The ‘economic system’, a system of maintenance which makes unnecessary the employment of flagmen, was first introduced as long ago as 1901 on the Golden Valley Branch (18¾ miles in length), and by the early part of 1928 about 50 miles of the Company's single line branches were being efficiently maintained under this system.

In 1928, what might be termed a ‘rationalised’ economic system of maintenance was given a trial on the Cirencester & Rushey Platt Junction line. This consisted of providing petrol-driven trolleys instead of those worked by hand. It is therefore, known as the ‘motor economic’ system. The method of motivity is the only real distinguishing feature between the two systems.

The physical disadvantages of the economic system accelerated the introduction of the motor system. It was realized also that better results and greater maintenance efficiency with less arduous work to the permanent way staff could be obtained by the introduction of motive power other than man-power. Under the motor system the ganger is provided with an inspection car, and the gang a motor trolley for their conveyance about the line.

The handling of material is a particular feature of the system, as, by means of a trailer trolley attached to the gang trolley, tools, sleepers, chairs, bolts and, in fact, almost every description of permanent way material can be transported about the line.

The trolleys are fitted with sanding apparatus, fire extinguishers, Klaxon horns, and each carries two red lamps, one on the front as a head signal and one on the rear as a tail lamp. These lamps are used whenever the trolleys are required to enter and pass through tunnels. The motor trolley is by no means a complicated machine, and its operation does not require any special mechanical skill on the part of the driver. Whether or not a trolley gives efficient and satisfactory service depends largely upon the treatment of it by the men. It is not enough that a trolley be properly handled in the operation of placing it on and off the line, it must be kept in proper working order. The ganger's inspection car can be removed from the line quite easily by one man, and the gang trolley, which is equipped with a portable turntable and light ramp, can be removed by two or three men. Periodical examination and maintenance of these motor trolleys is undertaken by the Road Transport Department.

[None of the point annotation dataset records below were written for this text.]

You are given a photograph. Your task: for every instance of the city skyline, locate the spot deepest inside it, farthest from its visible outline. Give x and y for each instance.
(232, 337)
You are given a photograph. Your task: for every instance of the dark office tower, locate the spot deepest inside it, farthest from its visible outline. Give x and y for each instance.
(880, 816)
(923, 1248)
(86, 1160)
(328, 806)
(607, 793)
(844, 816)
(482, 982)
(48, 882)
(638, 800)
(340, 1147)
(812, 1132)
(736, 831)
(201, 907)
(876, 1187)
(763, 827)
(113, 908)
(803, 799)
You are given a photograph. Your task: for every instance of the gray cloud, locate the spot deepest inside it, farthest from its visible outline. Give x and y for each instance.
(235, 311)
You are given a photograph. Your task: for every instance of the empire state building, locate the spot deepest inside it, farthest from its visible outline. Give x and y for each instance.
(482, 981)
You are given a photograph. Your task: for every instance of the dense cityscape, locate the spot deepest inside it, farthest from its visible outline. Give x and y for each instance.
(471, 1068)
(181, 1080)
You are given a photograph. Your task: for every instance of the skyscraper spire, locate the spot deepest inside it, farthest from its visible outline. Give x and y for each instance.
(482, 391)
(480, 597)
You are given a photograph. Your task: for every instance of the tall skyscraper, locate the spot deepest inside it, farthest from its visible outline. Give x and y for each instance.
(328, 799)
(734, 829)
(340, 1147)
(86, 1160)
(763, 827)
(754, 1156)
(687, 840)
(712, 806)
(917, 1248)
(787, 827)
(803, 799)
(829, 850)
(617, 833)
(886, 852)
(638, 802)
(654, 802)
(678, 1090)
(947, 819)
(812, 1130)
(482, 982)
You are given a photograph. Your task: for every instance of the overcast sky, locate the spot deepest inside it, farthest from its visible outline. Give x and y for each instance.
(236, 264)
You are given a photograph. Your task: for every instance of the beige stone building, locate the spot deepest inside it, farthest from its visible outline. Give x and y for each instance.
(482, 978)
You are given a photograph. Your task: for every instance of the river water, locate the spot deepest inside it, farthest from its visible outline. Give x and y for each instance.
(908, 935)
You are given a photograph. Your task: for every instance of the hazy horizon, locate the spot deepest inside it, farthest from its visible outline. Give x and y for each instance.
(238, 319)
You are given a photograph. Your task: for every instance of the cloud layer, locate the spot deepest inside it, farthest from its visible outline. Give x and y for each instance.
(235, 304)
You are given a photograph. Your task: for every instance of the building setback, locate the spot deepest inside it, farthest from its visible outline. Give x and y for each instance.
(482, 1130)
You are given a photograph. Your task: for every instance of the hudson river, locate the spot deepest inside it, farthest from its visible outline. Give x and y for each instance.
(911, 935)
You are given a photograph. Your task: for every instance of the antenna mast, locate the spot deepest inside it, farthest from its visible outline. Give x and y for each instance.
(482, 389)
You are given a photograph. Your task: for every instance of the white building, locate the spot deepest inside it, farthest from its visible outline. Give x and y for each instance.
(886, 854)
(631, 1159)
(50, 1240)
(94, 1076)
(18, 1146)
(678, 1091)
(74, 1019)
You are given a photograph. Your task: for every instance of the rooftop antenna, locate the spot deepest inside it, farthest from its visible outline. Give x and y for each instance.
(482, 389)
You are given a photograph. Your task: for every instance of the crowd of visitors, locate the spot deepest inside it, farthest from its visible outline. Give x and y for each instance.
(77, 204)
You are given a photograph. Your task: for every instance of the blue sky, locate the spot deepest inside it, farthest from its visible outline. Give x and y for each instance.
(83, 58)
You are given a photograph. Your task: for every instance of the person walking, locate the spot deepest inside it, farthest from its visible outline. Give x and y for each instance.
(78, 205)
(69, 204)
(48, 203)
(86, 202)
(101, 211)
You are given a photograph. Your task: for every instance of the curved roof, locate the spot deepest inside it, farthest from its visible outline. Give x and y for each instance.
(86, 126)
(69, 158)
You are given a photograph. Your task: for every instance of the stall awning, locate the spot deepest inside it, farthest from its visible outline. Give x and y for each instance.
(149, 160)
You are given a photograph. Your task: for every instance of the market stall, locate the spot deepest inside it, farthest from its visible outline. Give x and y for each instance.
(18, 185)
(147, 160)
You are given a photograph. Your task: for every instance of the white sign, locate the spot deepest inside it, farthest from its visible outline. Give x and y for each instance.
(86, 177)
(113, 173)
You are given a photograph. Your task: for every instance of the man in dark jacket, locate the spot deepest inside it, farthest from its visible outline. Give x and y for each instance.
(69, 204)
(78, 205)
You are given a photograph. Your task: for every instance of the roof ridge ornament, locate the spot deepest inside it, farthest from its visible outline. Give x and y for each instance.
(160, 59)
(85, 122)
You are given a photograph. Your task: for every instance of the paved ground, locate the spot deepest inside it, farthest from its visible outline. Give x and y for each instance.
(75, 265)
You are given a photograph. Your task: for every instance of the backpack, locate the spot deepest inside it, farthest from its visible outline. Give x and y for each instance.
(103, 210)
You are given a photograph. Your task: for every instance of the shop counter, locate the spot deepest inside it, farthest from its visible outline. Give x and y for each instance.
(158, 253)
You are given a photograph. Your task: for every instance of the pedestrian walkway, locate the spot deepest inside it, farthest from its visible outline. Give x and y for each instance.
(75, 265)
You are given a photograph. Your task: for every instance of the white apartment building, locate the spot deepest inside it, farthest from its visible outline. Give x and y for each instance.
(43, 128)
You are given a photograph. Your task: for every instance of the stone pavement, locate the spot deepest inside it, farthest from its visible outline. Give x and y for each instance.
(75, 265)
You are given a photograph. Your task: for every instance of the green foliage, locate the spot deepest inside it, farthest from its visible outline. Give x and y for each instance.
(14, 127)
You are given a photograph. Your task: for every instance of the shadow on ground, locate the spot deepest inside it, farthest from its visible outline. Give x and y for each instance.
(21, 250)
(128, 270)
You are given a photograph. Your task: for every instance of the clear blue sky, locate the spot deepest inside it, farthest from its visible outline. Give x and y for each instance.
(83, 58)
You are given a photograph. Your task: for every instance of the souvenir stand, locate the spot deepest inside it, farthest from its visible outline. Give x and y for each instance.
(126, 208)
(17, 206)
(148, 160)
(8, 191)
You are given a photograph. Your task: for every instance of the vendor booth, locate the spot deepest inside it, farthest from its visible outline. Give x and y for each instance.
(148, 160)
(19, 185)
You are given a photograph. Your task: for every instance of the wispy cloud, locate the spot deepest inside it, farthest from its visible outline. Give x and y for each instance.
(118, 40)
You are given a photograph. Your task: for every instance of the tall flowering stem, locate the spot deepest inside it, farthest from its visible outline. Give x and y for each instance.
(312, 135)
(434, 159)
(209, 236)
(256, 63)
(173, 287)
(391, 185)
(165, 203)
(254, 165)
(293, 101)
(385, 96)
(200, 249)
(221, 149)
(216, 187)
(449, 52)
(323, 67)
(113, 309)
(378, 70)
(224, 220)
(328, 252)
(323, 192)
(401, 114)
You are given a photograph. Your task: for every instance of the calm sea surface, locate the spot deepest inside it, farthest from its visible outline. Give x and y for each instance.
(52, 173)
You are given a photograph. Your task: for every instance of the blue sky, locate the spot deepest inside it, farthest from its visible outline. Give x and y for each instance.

The Great Western Railway Company were the pioneers of the use of the motor-trolley for track maintenance purposes in this country. The working of the motor system on the Cirencester and Rushey Platt line proved so successful that before the end of 1928 the system had been extended to cover the section of single line from the former place to Andoversford Junction. By the beginning of 1930 the motor system was in operation over about 70 miles of the Company's single line branches; its growth has been so rapid, that at the present time it is efficiently worked over about 300 miles of single line branches and effecting savings in the Engineering Department maintenance costs considerably greater than those obtained under the economic system.

Consideration is being given to the introduction of the motor system of maintenance, not only on other single line branches but on certain suitable double line branches.

Under the motor system a gang is able to maintain efficiently an average of twelve miles of running line compared to six miles under the economic system. A great advantage of the motor system is the ease with which the trolleys are able to negotiate gradients. This results in the saving of a considerable amount of time by the permanent way staff in getting to and from the site of their work. Another advantage is the convenience and speed with which men may be got together to deal with important repair works to the way and works consequent upon floods, slips, etc.

The motor-driven trolley for permanent way maintenance work has clearly demonstrated its usefulness and proved dependable and safe in operation.